19 entry daha
  • iki yildir kendisiyle cebellesmekteyim. bazi chapter'lari hayatimda okudugum en iyi yazilmis bolumler (erdedy ve uyusturucu bekleyisi, kate gompert'in depresyonu), bazilari sacma sapan (misal "momma says wardine ain't gone nowhere" akisinda giden o salak bolum), bazen inanilmaz komik (tugla hikayesi, uss millicent kent). bazen modern bir ulysses okuyormus gibi, bazen ise kisa bir david foster wallace essay'i okur gibisiniz. her seyi takip etmek ve dipnotlara gidip geri gelmek hic kolay degil ama bir gun biterse degecek gibi hissediyorum.

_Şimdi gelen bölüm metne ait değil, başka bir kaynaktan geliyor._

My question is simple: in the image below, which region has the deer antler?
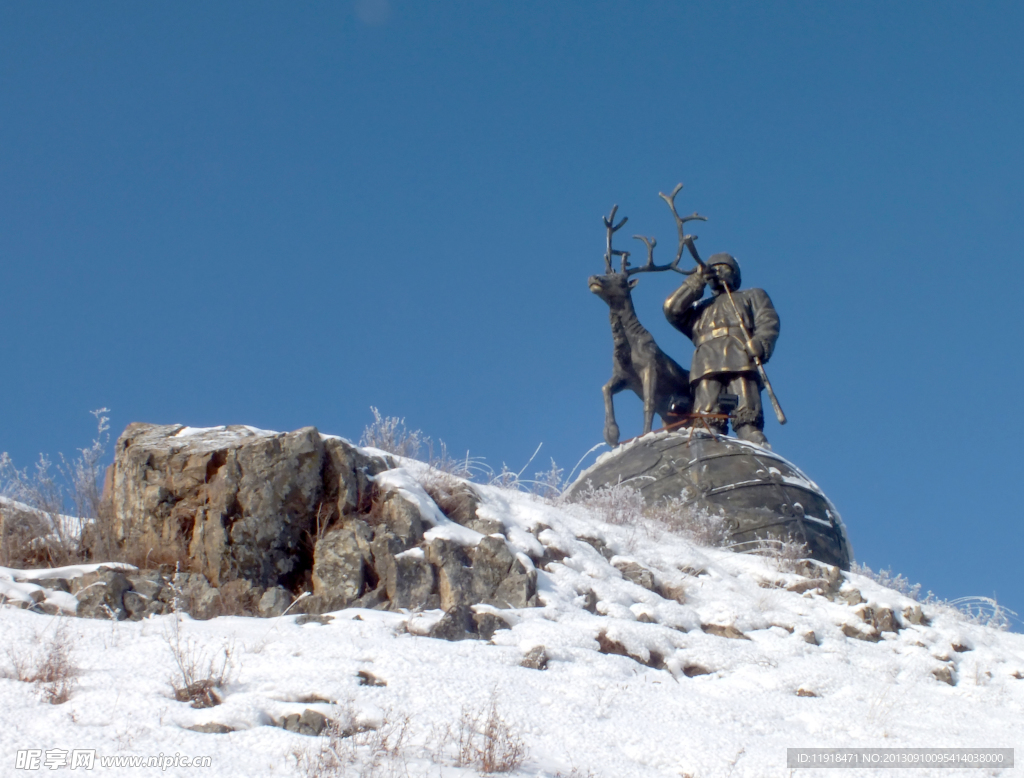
[623,235,685,275]
[657,183,708,275]
[601,206,630,273]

    kendim icin konusmak gerekirse bu kitabi okumayi ikinci deneyisim. ilkinde 60inci sayfa civarini gecememistim, bu yaz tekrar deniyorum. kitabin cevrilmesini isteyenlerin hevesini kirmak gibi olmasin, fakat bence kitabin olasi bir cevirisiyle ilgili en buyuk sikinti david foster wallace'in idiosinkratik yazarligi degil. infinite jest bastan sonra amerikan kulturunun icinden dogmus, 1998'deki amerika'ya bakip distopik ancak cok eglenceli bir gelecek yaratmis bir kitap. kitabi ikinci okuyusumda bu kadar cok keyif almamin sebebi buyuk ihtimalle iki senedir amerika'nin kuzey dogusunda (hatta "the great concavity"nin icinde. daha vahsi hamster gormedim.) yasiyor olmam. bu dunyanin icinde yasadiginiz zaman david foster wallace'in bir kulturun ve bir tarihin zeitgeist'ini nasil yakaladigini cok cok daha iyi anliyorsunuz. infinite jest gercekten edebiyat tarihinin en buyuk basarilarindan biri. belki de the great american novel.

    yani kisaca diyecegim su, kitabin yazarligi ve hikayeleri zaten inanilmaz, fakat amerika'da yasamadan bence bu kitabin "buyuklugunu" tamamen anlamaniz mumkun degil. en azindan benim ikinci okumamda surekli bunu hissettim.